Courtesy of The Ice Doctor


The box is filled with water, and water pumps (much like those in an aquarium) are placed near the surface. The water first freezes on the bottom, and the ice grows upward toward the surface over a few days. The water pumps prevent ice from forming on the top surface of the block, which would cause it to freeze from the top down as well. 

When ice freezes in one direction, it freezes clear. The cloudiness found in typical ice cubes comes mostly from trapped air in the middle. When the block inside the machine is almost completely frozen, the remaining surface water, often salty and full of concentrated minerals, is discarded. The big ice block is then removed. 

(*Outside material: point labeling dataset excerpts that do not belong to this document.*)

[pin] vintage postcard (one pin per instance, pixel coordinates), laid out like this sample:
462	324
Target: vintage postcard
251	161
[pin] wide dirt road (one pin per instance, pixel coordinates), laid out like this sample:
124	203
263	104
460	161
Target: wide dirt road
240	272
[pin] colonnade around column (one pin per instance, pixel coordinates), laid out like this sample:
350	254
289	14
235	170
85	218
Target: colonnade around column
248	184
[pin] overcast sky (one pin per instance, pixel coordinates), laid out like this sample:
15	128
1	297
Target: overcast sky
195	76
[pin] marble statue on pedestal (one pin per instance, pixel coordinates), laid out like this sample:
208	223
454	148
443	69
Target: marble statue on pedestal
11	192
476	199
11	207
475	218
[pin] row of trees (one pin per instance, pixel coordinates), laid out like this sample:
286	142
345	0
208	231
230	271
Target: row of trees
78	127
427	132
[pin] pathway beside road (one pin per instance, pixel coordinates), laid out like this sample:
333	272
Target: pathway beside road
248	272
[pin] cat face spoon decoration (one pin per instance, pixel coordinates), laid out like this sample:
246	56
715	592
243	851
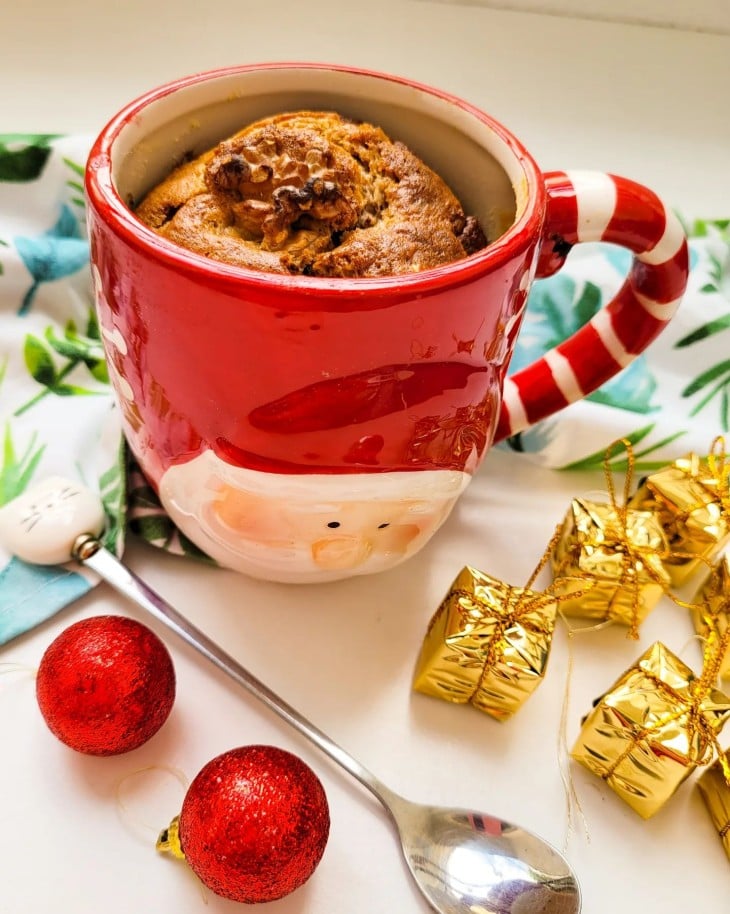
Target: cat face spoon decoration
463	861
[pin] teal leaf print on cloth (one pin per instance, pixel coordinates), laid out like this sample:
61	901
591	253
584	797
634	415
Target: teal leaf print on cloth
23	156
58	252
30	594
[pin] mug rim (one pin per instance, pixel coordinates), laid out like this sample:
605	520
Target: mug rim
112	209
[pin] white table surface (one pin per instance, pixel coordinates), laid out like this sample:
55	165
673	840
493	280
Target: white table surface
648	103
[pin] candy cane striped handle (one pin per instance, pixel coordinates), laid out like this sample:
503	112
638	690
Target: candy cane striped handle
593	206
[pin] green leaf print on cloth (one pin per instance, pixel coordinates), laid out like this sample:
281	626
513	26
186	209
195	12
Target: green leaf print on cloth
23	156
73	350
56	411
51	361
711	386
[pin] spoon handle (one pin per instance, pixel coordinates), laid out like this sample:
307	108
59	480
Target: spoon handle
90	551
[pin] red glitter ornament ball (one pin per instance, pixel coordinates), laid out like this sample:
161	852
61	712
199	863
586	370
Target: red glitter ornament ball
105	685
254	824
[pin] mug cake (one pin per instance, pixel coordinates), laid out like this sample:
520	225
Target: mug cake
313	193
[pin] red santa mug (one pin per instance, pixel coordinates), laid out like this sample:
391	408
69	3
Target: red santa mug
305	429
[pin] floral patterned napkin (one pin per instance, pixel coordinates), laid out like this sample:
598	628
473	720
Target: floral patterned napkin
57	415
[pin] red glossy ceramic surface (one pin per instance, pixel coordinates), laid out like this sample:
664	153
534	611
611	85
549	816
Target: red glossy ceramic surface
301	428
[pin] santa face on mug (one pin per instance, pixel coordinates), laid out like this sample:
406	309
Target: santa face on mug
317	527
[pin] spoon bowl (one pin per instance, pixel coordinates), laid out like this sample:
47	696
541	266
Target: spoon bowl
463	862
468	861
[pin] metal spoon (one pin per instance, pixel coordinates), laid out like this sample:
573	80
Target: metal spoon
464	862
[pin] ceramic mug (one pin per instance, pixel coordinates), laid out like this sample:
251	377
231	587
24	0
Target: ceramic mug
304	429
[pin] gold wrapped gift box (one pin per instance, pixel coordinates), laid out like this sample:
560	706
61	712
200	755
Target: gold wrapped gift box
618	553
715	791
487	644
651	730
690	499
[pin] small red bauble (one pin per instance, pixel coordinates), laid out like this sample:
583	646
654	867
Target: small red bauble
254	824
105	685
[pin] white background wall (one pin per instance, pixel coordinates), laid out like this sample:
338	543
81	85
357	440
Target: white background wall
700	15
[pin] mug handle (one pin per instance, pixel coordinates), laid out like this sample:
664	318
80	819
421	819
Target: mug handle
595	206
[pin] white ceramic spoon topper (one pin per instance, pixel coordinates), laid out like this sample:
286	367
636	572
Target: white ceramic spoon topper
464	862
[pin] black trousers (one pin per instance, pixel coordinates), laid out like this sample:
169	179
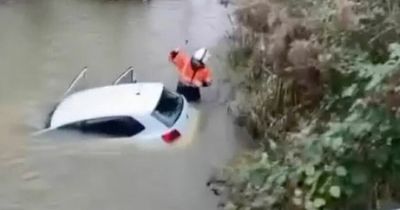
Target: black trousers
192	94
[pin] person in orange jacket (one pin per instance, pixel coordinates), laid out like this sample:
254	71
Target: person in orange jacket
193	72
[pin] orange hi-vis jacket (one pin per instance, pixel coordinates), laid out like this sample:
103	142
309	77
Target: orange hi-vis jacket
187	74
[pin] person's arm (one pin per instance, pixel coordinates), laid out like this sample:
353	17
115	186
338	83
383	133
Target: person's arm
178	58
207	78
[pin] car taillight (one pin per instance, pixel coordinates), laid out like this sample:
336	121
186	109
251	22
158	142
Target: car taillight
171	136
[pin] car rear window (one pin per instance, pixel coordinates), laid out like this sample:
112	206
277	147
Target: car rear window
169	108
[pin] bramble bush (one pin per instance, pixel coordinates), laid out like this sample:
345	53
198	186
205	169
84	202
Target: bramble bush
338	148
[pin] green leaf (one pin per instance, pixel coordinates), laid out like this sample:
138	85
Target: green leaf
297	201
341	171
319	202
309	205
334	191
310	170
257	177
358	177
298	192
337	142
350	91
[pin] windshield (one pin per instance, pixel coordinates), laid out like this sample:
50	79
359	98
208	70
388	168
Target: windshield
169	108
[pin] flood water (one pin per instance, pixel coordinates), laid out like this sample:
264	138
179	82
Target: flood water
45	43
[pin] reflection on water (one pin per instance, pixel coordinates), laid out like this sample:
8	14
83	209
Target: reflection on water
44	44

Courtesy of The Ice Doctor


To get the heavy block out, most ice block machines require an industrial-strength hoist, like those that lift car engines. The blocks can then be stored in a freezer until they’re ready to be cut up. 

From block to rocks

The large blocks are typically cut into slabs, which are then sectioned into cubes. To cut these slabs, some companies use electric chainsaws that are lubricated with food-grade oil, if at all. Other companies use bandsaws. 

Courtesy of The Ice Doctor


The slabs are cut into cubes, almost always with bandsaws that make nice, straight edges. This process goes quickly, especially if one person loads the slabs and stacks the cut cubes while another operates the bandsaw. One ice provider said that he and two assistants can harvest and cut up two blocks of ice, which produce more than 800 cubes, in about two hours. 

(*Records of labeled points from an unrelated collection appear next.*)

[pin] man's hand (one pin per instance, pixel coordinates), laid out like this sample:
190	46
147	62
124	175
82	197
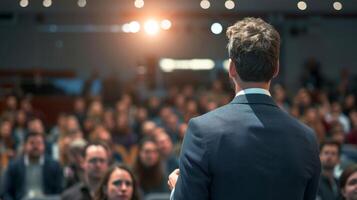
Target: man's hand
173	178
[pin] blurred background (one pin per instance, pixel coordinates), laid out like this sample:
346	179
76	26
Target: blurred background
128	69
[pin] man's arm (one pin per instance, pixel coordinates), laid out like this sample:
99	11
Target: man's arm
194	179
313	184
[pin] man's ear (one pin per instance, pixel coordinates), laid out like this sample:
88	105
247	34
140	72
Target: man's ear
277	69
232	71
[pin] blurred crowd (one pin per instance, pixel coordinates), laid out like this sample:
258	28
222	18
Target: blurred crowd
132	145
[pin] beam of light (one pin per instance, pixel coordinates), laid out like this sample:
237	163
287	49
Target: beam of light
139	3
205	4
47	3
151	27
169	65
216	28
302	5
166	24
337	5
229	4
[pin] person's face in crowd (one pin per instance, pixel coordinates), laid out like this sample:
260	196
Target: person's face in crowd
311	115
350	101
329	157
96	108
126	99
182	130
21	118
154	102
61	122
72	123
350	189
36	126
148	128
165	112
172	121
338	134
336	109
149	154
26	105
353	117
122	121
188	91
5	129
79	105
35	146
102	134
191	106
120	185
141	114
95	161
180	101
303	97
121	107
11	102
211	106
108	119
164	144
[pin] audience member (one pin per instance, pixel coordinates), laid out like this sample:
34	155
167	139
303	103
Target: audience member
148	168
348	183
96	162
330	157
33	174
118	183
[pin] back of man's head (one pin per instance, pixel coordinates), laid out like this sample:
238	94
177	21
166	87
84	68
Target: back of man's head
254	48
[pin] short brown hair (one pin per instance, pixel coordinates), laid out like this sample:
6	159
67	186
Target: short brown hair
254	47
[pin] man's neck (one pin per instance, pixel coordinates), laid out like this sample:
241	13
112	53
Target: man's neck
247	85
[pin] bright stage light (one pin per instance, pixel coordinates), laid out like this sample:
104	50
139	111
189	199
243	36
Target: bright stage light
47	3
166	24
24	3
126	28
151	27
229	4
169	65
302	5
337	5
216	28
134	26
82	3
139	3
205	4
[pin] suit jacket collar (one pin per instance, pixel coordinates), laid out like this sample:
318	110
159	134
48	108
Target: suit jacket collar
254	99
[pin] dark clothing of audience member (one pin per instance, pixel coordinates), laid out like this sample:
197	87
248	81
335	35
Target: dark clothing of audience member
328	190
78	192
15	179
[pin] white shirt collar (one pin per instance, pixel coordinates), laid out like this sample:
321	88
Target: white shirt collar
253	91
27	160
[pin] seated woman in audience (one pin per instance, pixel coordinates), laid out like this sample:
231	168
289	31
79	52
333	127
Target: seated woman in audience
348	183
148	168
118	183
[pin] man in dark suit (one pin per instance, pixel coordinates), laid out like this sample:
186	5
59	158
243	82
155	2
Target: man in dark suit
249	149
34	174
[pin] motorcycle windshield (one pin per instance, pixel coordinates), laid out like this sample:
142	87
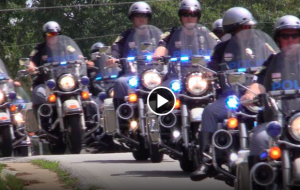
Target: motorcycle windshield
247	49
6	84
283	73
65	56
146	38
188	42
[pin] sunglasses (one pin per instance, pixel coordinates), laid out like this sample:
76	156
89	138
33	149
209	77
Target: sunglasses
50	34
141	15
287	36
189	14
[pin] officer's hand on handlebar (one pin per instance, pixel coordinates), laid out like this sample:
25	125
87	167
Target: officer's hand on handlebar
247	97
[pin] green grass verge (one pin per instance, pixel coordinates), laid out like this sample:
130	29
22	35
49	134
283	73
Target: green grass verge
64	176
10	181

Courtesy of The Ice Doctor


Enter the craft cocktail ice provider

Some bar owners operate their own ice-block machines, especially if the bar is quite big or has multiple venues with which to share ice. More commonly, craft cocktail ice companies produce, sell, and deliver the cubes to bars. 

Courtesy of The Ice Doctor


Andrew Amron, owner of The Ice Doctor out of Gainesville, Florida, has 13 block makers that produce 34,500 cubes per week. He sells them to 118 bars and restaurants from central Florida to southeast Georgia. And this is a midsize operation. 

Some larger companies own expensive, computer-controlled CNC machines that carve logos and patterns into cubes. They may also produce other shapes, such as punch bowls and rings, or tall spears used in highball or Collins glasses. Many sell ice balls that have been melted down from large cubes formed in a metal mold. There’s also a machine that carves ice balls from slabs of ice, which is more common in Japan. 

These companies also freeze garnishes and other objects into cubes or blocks. To do so, they insert objects into the water of the ice-block maker and then cut up the resulting block into cubes, ensuring they don’t damage the frozen objects inside. 

Smaller operations

The cost of the big cubes made by craft ice providers varies significantly, but is typically between 50 cents and $2 per cube. That is a big expense, so some bars outsource only part of the process.

Some bars take delivery of the sculpture-sized blocks (or quarter-blocks) and cut them up with bandsaws and electric chainsaws, or with hand tools like saws and chisels. 

Courtesy of The Ice Doctor


There are also smaller machines that create ice roughly the size of a cinder block. These are useful in some bar operations, such as at the Seattle bar The Doctor’s Office.

Other bars use special clear ice cube trays. These trays sit inside insulated containers that force the water to freeze from the top down, rather than from the bottom up, as in the block machines. However, these trays take up a lot of freezer space and require some effort to harvest and refill every couple of days. 

In the past few years, some new ice machines have been introduced that create large, crystal-clear cubes in a few hours. These work similarly to the block machines with water pumps and have to be harvested in batches. So far, these machines are designed for luxury home bars rather than cocktail bars.  

Because of the way clear ice is made — either frozen from the top down or the bottom up — it’s more efficient to produce in large blocks, rather than cube by cube like the ice machine inside your freezer. This means that no matter whether you’re sitting at home or in a fancy hotel cocktail bar, your crystal-clear ice cube was almost certainly made by hand.